Although guillotine cutters are not exactly rare in today’s market, the addition of the magnets in the Magpulse makes it almost totally unique. I say almost, because there is one other cutter that I know of that incorporates magnets into its design: the XIKAR Ensō. Although it does cost basically the same as the Magpulse—give or take $.04—it is quite a bit thicker, quite a bit heavier and does not have a trigger to open the blades.
SHOULD YOU BUY IT?
Screwpop is one of those companies that keeps pushing boundaries, and I have some respect for it in that regard. While the original Cigar Cutter and Chopo were not the best examples of how to make a cigar cutter, the Cigar Punch 2.0 proved that Screwpop could get it right.
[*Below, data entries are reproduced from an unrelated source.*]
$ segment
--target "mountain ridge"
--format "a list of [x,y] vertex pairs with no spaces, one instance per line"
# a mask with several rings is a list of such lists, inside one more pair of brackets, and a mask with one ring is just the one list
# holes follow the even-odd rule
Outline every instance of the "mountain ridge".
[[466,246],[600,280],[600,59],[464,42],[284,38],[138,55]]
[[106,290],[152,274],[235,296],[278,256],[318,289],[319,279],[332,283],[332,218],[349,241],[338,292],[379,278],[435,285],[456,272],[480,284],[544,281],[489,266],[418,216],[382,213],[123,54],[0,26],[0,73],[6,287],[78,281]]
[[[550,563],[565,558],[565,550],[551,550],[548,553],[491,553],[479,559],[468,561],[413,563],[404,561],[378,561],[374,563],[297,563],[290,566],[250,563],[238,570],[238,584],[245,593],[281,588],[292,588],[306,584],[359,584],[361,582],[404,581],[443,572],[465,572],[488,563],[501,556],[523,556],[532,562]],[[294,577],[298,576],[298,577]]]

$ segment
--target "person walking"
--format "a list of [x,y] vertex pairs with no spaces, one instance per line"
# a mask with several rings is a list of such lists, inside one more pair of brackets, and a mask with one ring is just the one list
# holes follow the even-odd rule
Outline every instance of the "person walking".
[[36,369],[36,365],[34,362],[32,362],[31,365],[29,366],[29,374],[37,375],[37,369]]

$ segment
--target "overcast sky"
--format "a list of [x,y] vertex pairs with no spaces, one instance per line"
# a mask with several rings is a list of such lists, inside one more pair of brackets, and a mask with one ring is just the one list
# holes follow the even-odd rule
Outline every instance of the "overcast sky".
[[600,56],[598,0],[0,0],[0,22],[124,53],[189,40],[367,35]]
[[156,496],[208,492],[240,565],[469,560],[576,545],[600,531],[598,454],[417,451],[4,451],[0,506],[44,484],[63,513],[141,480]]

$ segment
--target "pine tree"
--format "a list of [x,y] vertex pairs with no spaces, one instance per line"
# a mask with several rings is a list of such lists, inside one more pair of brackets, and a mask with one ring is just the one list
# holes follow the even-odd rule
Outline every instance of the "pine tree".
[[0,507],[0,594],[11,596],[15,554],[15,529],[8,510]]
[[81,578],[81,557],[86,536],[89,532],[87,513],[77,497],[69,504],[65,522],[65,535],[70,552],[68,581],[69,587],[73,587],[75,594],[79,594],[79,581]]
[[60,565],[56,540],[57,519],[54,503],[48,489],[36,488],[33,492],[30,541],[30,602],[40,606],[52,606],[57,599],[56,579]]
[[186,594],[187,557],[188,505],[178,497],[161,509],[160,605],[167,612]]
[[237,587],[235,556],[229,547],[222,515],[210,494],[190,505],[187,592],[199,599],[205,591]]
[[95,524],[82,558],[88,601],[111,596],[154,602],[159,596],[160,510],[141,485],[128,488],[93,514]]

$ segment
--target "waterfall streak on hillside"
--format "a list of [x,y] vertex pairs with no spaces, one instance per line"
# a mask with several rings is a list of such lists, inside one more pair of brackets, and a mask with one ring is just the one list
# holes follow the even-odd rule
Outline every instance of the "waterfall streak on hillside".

As a cutter for cigars, the Magpulse falls squarely in the center between those releases: it cuts cigars fairly well—as well as any guillotine cutter—but the addition of the magnets to the equation feels more like a gimmick rather than a necessary feature. The problem is that you end up paying quite a bit of extra money for that not-quite-a-gimmick-but-also-not-really-needed feature, something that is hard to justify in my mind when there are so many other cutters on the market that perform the exact same function for the same or even less money.